Melin, who pled guilty to fraud and tax charges stemming from his embezzlement of more than $1.1 million from the Patterson fire department, received the decision from US District Judge Nelson Roman. He pled on Nov. 2, 2016 to one count of wire fraud and one count of subscribing false tax returns.
Fire department president Eleanor Smith and fire chief Matt Szpinder both read victim impact statements prior to the judge passing down his sentencing. Two dozen members were at the sentencing hearing.
The fire department was hoping to see Melin, who now lives in North Carolina, get the maximum of 44 months, Smith said. The defense requested 18 months.

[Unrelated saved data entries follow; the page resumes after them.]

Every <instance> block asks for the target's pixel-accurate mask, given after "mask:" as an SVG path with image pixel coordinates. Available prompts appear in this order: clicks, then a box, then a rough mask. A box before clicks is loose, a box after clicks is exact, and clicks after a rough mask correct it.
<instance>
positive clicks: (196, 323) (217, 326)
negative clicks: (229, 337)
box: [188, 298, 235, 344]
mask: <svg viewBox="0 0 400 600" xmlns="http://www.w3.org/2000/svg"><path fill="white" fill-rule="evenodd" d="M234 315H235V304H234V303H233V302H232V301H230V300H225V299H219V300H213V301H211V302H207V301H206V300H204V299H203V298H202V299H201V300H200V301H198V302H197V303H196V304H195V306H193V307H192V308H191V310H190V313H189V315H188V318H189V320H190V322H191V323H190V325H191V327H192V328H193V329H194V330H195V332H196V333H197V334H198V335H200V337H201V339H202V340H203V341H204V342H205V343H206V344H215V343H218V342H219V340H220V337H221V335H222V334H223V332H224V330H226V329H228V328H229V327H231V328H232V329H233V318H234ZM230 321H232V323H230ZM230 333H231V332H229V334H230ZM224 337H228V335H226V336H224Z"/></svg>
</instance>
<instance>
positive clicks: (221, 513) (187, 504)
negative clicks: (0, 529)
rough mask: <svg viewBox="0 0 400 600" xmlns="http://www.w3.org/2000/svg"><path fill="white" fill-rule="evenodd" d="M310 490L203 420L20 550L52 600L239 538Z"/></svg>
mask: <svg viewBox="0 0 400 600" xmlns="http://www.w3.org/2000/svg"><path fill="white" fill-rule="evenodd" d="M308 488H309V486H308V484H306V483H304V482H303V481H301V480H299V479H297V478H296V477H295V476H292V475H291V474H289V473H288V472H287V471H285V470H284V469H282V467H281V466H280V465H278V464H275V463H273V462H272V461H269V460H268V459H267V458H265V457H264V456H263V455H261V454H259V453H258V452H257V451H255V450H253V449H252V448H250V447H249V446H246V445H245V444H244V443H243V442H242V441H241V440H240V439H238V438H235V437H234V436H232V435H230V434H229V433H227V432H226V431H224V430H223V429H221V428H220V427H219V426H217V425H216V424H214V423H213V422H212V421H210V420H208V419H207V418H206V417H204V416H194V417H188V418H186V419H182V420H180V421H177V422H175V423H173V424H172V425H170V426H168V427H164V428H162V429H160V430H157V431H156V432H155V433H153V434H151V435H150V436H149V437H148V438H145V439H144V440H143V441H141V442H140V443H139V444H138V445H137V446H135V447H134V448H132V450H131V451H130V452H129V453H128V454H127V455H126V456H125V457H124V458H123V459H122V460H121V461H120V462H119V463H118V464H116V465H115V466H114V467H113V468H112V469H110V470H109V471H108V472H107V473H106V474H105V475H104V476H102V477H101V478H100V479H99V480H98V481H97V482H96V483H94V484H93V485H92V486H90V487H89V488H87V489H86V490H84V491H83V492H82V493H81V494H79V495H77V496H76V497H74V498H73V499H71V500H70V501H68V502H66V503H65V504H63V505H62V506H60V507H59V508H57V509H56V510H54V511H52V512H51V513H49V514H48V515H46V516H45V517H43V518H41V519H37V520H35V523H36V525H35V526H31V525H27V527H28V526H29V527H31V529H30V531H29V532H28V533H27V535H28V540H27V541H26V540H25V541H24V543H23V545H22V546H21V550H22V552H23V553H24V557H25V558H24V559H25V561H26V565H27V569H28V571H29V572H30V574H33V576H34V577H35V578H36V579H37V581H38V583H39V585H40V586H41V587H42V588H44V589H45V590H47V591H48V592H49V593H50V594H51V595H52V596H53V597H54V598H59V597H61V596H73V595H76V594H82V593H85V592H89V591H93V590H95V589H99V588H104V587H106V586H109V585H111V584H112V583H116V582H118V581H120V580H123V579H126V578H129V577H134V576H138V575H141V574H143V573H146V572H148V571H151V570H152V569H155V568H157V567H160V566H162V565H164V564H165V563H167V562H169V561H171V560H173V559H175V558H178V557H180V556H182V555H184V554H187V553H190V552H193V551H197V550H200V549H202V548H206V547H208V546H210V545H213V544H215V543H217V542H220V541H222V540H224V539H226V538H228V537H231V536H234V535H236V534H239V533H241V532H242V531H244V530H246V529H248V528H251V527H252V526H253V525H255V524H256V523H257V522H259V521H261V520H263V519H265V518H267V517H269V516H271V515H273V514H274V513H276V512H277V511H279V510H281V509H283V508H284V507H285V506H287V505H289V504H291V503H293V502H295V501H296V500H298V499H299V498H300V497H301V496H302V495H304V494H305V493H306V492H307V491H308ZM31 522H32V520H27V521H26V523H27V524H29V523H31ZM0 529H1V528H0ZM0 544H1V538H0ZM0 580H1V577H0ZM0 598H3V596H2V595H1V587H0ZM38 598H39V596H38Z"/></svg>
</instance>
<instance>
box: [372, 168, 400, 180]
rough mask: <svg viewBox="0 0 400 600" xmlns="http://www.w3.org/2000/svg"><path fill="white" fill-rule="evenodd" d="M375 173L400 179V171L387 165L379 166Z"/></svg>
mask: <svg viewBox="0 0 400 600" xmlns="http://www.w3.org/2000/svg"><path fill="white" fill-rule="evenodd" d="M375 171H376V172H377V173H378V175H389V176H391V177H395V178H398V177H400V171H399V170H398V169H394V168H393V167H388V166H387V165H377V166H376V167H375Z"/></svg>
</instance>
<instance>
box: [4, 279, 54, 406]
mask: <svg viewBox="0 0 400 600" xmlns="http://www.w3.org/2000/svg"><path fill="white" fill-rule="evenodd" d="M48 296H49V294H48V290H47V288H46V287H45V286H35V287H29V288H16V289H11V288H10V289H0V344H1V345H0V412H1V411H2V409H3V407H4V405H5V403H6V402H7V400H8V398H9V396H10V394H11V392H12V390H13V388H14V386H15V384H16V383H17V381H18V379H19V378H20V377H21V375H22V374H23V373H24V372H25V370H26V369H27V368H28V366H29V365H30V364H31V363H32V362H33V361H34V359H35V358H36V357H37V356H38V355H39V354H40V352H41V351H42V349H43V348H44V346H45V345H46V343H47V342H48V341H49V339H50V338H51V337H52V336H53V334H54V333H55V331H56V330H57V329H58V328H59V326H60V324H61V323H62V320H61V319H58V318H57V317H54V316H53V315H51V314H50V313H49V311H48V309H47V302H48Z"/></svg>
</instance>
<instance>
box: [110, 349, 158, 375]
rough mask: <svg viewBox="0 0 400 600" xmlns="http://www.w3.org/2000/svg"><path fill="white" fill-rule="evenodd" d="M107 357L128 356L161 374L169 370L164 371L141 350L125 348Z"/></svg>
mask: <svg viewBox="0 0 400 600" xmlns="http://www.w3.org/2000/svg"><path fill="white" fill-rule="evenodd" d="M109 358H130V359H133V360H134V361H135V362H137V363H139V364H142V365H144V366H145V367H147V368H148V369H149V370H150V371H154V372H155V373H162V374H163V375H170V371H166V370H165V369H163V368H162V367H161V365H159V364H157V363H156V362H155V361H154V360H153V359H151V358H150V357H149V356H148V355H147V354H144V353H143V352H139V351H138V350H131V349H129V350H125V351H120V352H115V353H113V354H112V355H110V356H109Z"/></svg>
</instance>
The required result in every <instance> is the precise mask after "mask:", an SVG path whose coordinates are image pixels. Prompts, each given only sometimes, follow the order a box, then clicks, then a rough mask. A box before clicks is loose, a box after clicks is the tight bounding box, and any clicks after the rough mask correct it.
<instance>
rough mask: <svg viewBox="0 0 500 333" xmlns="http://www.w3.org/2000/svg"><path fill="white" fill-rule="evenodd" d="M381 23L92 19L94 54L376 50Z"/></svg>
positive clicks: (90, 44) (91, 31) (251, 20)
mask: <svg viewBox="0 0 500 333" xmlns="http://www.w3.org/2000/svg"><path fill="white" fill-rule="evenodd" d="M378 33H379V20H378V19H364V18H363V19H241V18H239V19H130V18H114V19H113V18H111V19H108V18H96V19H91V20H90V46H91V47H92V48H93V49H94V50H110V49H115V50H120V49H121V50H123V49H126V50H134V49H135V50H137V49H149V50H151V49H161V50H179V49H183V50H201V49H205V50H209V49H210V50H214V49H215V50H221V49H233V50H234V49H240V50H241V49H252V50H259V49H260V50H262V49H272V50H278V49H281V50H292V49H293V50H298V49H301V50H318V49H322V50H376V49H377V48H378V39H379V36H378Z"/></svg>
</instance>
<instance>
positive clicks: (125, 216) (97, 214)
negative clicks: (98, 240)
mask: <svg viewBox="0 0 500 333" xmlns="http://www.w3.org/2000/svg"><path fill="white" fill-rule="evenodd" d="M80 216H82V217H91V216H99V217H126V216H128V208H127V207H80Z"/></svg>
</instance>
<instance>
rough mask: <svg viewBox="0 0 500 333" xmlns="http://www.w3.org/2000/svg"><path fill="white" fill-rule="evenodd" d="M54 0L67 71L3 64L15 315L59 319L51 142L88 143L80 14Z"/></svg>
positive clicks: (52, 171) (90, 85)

Melin, a chiropractor, was first elected the treasurer of the department in 2013. From Dec. 2013 to Oct. 2015, Melin embezzled funds by writing checks to the two businesses he owned, 211 Medical PC and NAS Management Co., Inc., according to the New York State Comptroller’s Office. The state comptroller’s office said Melin then deposited the checks into the bank accounts held by the two businesses.
He also charged expenses of the two companies to the fire department’s debit card, according to the state comptrollers.
Melin was also sentenced to three years of supervised release and ordered to forfeit $1,151,665 in ill-gotten gains and to pay $1,349,318 in restitution.
Smith slammed Melin for showing no remorse during the hearing for his actions that led to controversy at the fire department for months when the embezzlement was discovered in Oct. 2015.
“We’ve been working this way since 1921 and we’ve always had honesty in the fire department, we trusted each other, it was our family,” Smith said. “And our family member betrayed us and we never thought that would happen.”
Smith wanted residents to know that all the money stolen from the department was recovered months ago through the department’s insurance company. Any money Melin pays back will go back to the insurance company, she said.
Smith stressed since Melin’s crimes, the department has instituted “so many policies in place that this will never happen again.”